Her beauty supply store sat on a corner often ignored except by the people who knew her and loved her. She talked about the white women who looked into her store from their car windows at the red light, wondering if they could shop there. “White women sit out there and peer in like they tryna decide if I sell tanning creams in here,” she snorted. “Girl, just come in. How many times you gon’ drive by and stare?”
She told me Korean wholesalers kept parts of their catalogs in Korean so Black owners could not access what they needed. But what hurt her most, she said, was not the wholesalers. It was watching Black shoppers bypass her store for places that do not even want them there. Her voice cracked, not from weakness but from the exhaustion of being right.

Inside, her store smelled like incense and unfiltered truth. But business was hard. Pressing against the walls like the Tacoma fog, you could see it from the lack of inventory.

The whole day felt like a magic trick. One moment we were discussing lace-front wigs, the next she was describing political failings.

And woven between her rants and roars were moments of sisterhood: a disabled woman who refused to be reduced, a business owner fighting two economies, one financial and one racial.

“Mattice,” I said gently, “the hardest thing in marketing is changing people’s minds. You keep trying to convince everyone this store is for all people. If someone who has never been in your store has decided the store is not for them, do not waste your energy. Serve the ones who already believe it is.”

By closing time, we had a plan: more product, more community, more clarity. Continue to be who she was, not who others demanded.

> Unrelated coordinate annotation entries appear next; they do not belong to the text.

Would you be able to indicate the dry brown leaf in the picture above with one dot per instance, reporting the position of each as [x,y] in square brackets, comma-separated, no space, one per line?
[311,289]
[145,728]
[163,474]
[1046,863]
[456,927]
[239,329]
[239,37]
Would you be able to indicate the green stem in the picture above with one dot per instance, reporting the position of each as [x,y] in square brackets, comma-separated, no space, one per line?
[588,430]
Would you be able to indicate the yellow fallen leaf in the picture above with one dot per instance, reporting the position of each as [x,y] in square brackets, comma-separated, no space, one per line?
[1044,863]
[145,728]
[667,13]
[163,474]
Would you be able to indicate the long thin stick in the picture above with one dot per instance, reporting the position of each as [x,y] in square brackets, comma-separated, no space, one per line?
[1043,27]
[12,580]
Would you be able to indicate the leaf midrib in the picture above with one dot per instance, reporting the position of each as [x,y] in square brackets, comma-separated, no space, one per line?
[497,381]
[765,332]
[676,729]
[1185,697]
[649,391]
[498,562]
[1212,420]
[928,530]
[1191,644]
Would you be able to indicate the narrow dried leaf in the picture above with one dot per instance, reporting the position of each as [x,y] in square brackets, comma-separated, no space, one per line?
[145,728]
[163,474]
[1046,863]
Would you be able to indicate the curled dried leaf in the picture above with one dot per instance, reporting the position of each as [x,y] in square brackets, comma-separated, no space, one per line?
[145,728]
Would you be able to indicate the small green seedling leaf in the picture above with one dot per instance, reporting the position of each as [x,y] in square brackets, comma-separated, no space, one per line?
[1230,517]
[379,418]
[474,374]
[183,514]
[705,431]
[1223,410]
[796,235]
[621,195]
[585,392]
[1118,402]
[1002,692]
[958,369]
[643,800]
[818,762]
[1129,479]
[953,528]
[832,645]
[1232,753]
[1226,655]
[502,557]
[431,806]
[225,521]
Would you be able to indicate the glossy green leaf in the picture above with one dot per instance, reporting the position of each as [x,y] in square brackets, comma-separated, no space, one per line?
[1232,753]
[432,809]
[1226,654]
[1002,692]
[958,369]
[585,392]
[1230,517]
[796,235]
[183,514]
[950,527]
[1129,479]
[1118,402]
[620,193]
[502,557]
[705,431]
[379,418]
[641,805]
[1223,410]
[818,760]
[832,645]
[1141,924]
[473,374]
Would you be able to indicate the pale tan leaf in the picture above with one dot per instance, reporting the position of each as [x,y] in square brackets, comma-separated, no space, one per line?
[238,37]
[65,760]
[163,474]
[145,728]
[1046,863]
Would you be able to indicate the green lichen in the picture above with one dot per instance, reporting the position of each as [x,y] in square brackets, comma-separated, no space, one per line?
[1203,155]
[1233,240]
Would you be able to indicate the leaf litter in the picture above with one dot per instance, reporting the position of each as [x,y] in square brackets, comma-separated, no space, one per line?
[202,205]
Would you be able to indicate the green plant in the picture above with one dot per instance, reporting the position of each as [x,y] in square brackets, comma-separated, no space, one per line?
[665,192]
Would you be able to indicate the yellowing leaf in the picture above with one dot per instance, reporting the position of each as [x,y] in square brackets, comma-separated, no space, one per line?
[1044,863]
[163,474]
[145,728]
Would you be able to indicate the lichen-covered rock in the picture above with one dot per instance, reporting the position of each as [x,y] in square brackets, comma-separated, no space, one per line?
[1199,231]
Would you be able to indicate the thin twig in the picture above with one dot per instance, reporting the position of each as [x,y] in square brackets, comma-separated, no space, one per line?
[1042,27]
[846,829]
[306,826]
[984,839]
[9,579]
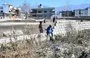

After providing her marketing to-do list, we lost touch. She stopped replying, and I did not take it personally. Some souls are too busy fighting battles the rest of us do not see.

Gone. The woman who laughed loudly. Cussed proudly. And loved deeply in a town where not everyone loved her back. Gone. Without public explanation, Tacoma learned that Mattice passed away.

Some feared her volume, her truth, her unwillingness to smooth edges that were never meant to be sanded. But many, more than she ever realized, admired the way she carried our community.
Mattice was a courageous soul, a municipal menace, unapologetically Black, unapologetically Tacoma. Tacoma lost a warrior, a watchdog, a woman who fought with her voice, a woman who told the truth even when it damaged her popularity, a woman who held culture like a torch. Because even when she could not stand, she stood for something.

As she often said, with that laugh that rattled, “For the culture.”